気付けば、おじさんとあたしたちの間には、大きな距離が開いている。
「…頼りにしてるよ、エル」
あたしは小さくそう言って笑うと、エルの腕を引く。
そのまま駆け出すと、引っ張られたエルが体勢を崩しかけた。
「おまっ…、ふざけんなよ」
「ふざけてませんー!ほら、早く!」
文句を言いながらも、エルはあたしに続く。
おじさんが時々、怪訝そうにあたしたちを振り返るけど、そんなの気にならない。
頼りにしてる。
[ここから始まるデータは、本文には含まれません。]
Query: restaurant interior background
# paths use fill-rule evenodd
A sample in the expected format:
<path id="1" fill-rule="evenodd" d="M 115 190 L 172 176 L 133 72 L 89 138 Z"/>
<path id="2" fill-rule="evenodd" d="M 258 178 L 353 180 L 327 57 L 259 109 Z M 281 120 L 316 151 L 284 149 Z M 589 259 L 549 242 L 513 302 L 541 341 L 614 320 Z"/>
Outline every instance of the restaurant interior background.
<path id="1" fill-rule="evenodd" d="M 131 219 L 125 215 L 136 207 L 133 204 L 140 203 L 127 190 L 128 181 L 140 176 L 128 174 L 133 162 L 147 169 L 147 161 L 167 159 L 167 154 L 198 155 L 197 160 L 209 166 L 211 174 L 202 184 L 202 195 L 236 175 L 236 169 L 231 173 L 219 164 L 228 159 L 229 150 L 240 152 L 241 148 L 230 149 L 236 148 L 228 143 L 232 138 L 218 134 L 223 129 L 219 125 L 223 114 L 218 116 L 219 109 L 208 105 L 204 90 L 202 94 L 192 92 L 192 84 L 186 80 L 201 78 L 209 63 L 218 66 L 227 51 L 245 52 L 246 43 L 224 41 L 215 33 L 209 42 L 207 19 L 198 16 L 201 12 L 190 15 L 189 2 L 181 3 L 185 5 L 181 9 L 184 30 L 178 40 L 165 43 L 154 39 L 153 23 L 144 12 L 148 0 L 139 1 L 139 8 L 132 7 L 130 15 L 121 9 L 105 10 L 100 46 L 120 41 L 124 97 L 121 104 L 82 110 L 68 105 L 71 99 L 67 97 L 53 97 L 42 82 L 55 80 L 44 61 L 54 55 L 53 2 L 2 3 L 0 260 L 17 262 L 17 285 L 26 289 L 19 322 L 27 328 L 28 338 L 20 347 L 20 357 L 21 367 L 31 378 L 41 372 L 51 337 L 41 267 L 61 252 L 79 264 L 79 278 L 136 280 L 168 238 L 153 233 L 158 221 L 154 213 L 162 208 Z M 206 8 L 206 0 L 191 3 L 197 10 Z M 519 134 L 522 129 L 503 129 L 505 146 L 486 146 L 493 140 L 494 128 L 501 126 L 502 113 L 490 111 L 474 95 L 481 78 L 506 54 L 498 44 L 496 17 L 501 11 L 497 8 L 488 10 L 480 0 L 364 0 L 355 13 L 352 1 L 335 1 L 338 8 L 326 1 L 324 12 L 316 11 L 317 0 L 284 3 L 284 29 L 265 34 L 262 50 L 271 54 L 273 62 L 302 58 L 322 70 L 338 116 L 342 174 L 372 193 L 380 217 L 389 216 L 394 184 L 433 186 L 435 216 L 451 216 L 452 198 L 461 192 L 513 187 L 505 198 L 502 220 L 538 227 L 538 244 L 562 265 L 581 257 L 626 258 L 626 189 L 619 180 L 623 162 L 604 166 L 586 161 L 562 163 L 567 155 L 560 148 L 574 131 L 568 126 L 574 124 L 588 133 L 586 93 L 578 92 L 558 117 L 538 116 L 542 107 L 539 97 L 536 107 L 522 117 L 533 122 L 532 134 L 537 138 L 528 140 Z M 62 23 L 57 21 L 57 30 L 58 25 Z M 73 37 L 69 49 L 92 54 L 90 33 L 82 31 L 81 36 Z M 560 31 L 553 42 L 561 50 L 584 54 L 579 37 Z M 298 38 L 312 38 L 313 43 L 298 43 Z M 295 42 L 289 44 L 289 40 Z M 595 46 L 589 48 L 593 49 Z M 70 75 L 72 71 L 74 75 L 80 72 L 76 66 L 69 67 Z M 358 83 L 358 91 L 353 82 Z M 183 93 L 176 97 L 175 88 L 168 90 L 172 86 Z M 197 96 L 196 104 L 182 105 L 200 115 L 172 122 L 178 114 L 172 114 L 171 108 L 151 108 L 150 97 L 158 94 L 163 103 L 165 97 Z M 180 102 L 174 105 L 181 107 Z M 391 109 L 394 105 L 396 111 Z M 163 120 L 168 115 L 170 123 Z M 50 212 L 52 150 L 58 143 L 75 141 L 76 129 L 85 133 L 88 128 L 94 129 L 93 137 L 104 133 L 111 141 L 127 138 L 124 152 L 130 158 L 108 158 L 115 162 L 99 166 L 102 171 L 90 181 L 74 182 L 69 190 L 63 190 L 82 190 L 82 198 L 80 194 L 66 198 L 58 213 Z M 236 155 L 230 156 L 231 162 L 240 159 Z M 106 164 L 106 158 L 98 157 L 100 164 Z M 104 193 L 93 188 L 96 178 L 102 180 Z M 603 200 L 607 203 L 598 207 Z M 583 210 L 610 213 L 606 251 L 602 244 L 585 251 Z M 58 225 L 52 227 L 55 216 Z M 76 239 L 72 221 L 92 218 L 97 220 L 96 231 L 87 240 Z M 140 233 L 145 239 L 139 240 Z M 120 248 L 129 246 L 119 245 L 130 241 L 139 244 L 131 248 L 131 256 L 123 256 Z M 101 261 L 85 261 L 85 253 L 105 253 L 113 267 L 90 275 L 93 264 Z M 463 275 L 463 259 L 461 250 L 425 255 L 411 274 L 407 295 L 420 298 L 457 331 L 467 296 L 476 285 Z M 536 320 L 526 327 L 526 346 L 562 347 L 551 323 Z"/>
大丈夫。
今まで思わなかったことを、思えるようになった。
それだけで、エルと片手が繋がった意味があるんじゃないかな。
「ちびのくせに、俺を振り回そうなんざいい度胸だな」
ハン!と鼻を鳴らすエルに、あたしはニヤリと笑ってみせる。
「でも、これくらいの度胸がなきゃ、やってけないでしょ?」
一瞬目を丸くしたエルは、すぐに面白そうに口の端を上げた。
「…分かってんじゃんか」
うん。今、やっと分かったんだ。